We still have much more to do. The competition for land and resources has made conservation designations controversial, but we need additional protections. It is up to each of us to defend our nation’s most valued places. It is our duty to encourage government leaders to protect the Arctic. After all, life on Earth depends on it.
A Time for Courage
Jimmy Carter, President and Wilderness Champion
As the thirty-ninth president of the United States, Jimmy Carter signed into law one of the most significant land conservation measures in our nation’s history: the Alaska National Interest Lands Conservation Act (ANILCA), which protected over 100 million acres
of public lands in Alaska, doubled the size of the country’s national park and refuge system, and tripled the amount of land designated as wilderness. This essay is from Arctic National Wildlife Refuge: Seasons of Life and Land by Subhankar Banerjee.
The Arctic Refuge stands alone as America’s last truly great wilderness. This magnificent area is as vast as it is wild, from the windswept coastal plain where the polar bears and caribou give birth, to the towering Brooks Range where Dall sheep cling to cliffs and wolves howl at the midnight sun.

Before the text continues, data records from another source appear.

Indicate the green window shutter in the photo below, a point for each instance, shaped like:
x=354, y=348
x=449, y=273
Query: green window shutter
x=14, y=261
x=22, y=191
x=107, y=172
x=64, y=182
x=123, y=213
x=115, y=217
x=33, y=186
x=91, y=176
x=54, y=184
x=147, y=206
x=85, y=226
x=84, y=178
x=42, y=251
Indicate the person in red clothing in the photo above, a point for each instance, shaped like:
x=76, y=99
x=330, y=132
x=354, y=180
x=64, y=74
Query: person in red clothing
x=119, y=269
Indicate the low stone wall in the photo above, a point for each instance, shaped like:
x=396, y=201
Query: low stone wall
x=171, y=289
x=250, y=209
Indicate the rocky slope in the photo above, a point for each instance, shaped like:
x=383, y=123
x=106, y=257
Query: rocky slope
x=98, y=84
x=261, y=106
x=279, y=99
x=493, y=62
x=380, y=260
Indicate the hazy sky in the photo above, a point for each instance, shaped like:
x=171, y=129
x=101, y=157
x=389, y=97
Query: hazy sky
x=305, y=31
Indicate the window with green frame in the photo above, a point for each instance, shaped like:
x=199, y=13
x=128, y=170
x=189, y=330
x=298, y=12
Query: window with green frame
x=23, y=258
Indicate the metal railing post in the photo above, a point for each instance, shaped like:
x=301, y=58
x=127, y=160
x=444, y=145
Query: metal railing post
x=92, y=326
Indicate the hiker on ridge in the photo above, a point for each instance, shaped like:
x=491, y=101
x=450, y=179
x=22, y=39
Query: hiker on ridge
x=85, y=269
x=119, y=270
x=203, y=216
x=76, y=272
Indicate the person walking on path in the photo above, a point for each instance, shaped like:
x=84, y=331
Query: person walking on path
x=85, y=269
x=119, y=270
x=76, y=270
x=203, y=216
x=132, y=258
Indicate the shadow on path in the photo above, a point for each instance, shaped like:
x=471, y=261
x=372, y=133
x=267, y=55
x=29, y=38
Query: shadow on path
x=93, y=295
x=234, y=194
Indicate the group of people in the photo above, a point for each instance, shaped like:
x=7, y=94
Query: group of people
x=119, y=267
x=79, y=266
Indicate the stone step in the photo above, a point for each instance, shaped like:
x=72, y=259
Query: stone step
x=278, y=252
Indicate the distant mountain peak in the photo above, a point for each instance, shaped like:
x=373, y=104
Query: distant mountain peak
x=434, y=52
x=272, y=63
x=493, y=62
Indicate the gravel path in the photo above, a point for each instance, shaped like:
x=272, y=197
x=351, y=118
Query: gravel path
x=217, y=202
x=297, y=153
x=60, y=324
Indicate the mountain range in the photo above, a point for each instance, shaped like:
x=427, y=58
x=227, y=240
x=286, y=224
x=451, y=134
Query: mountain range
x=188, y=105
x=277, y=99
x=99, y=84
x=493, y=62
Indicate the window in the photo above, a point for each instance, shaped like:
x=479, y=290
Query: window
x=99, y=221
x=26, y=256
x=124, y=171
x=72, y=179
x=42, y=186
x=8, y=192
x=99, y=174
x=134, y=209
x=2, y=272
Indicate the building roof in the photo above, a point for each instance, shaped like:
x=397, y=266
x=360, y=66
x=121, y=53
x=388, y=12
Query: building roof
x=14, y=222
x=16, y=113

One of the most unforgettable and humbling experiences of Rosalyn’s and my lives occurred on the coastal plain. We had hoped to see caribou during our trip, but to our amazement, we witnessed the migration of tens of thousands of caribou with their newborn calves. In a matter of a few minutes, the sweep of tundra before us became flooded with life, with the sounds of grunting animals and clicking hooves filling the air. The dramatic procession of the Porcupine caribou herd was a once-in-a-lifetime wildlife spectacle. We understand firsthand why some have described this special birthplace as America’s Serengeti.
Standing on the coastal plain, I was saddened to think of the tragedy that might occur if this great wilderness was consumed by a web of roads and pipelines, drilling rigs and industrial facilities. Such proposed developments would forever destroy the wilderness character of America’s only Arctic Refuge and disturb countless numbers of animals that depend on this northernmost terrestrial ecosystem.
We must look beyond the alleged benefits of a short-term economic gain and focus on what is truly at stake. At best, the Arctic Refuge might provide 1 to 2 percent of the oil our country consumes each day. We can easily conserve more than that amount by driving more fuel-efficient vehicles. Instead of tearing open the heart of our greatest refuge, we should use our resources more wisely.
There are few places on Earth as wild and free as the Arctic Refuge. It is a symbol of our natural heritage, a remnant of frontier America that our first settlers once called wilderness. Little of that precious wilderness remains.
It will be a grand triumph for America if we can preserve the Arctic Refuge in its pure, untrammeled state. To leave this extraordinary land alone would be the greatest gift we could pass on to future generations.